Dans cette affaire, l’AFOM considère que la taxe pour la copie privée touche désormais beaucoup trop de terminaux. Si l’association ne remet pas en cause cette rémunération, considérant « comme légitime une compensation équitable des ayant droit« , la Décision 11 de la Commission n’est cependant pas comprise par les opérateurs. Et d’exposer les motifs ayant conduit à la saisine du Conseil d’Etat, aux côté des fabricants.

L’AFOM note en effet que cette décision « assujettit la grande majorité des terminaux mobiles à la redevance pour la copie privée, et non plus seulement une partie bien définie de ce type de produits selon les critères fixés par la décision précédente« .

Celle-ci dressait une liste de trois critères à respecter pour savoir si un téléphone mobile rentrait dans le champ de la copie privée : une mémoire supérieure ou égale à 128 Mo, des fonctionnalités de lecture de contenus multimédias et des fonctionnalités de baladeur.

Dans ces conditions, « l’AFOM réfute l’inclusion des téléphones mobiles dédiés à la seule lecture d’œuvre, alors que seuls les supports dédiés à l’enregistrement doivent être pris en compte au titre de la rémunération pour copie privée, pour éviter de répéter la même erreur que dans la Décision 10« .

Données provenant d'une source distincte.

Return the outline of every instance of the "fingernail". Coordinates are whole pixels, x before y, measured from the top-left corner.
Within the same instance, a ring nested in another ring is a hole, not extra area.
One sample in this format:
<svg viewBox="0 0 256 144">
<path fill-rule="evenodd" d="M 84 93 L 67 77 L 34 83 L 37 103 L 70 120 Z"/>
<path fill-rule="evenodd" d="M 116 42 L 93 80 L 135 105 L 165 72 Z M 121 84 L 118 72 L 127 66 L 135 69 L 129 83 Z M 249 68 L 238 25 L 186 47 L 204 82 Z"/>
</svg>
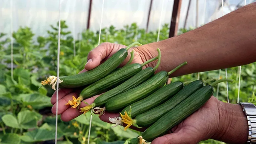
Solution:
<svg viewBox="0 0 256 144">
<path fill-rule="evenodd" d="M 88 63 L 92 63 L 92 59 L 90 59 L 88 60 L 88 61 L 87 61 L 87 63 L 85 64 L 85 65 L 87 65 Z"/>
</svg>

D’autre part, « la méthode employée pour calculer le montant de la rémunération applicable aux téléphones mobiles multimédias introduit un risque de calcul arbitraire préjudiciable pour le consommateur« . De plus, « de nombreux forfaits proposés par les opérateurs incluent aujourd’hui le téléchargement de fichiers musicaux, s’acquittant de facto du paiement de droits d’auteur« .

L’association souhaite donc une révision en profondeur du système de rémunération pour copie privée, avec au besoin le concours du Conseil d’Etat pour forcer la Commission à revoir son barème et son champ d’application, notamment en ce qui concerne les appareils uniquement dédiés à la lecture, et non à l’enregistrement. Pour l’AFOM, il n’y a strictement aucune raison de taxer au nom de la copie privée des dispositifs qui ne peuvent pas enregistrer des contenus.

Rappelons que ce n’est pas la première fois que l’AFOM conteste cette taxe. En 2008, l’association lançait une action en contentieux devant le Conseil d’Etat pour faire annuler la redevance pour copie privée appliquée aux smartphones. Aujourd’hui, cette taxe touche de nombreux appareils, allant des mobiles aux disques optiques (CD, DVD), en passant par les disques durs et les clés USB.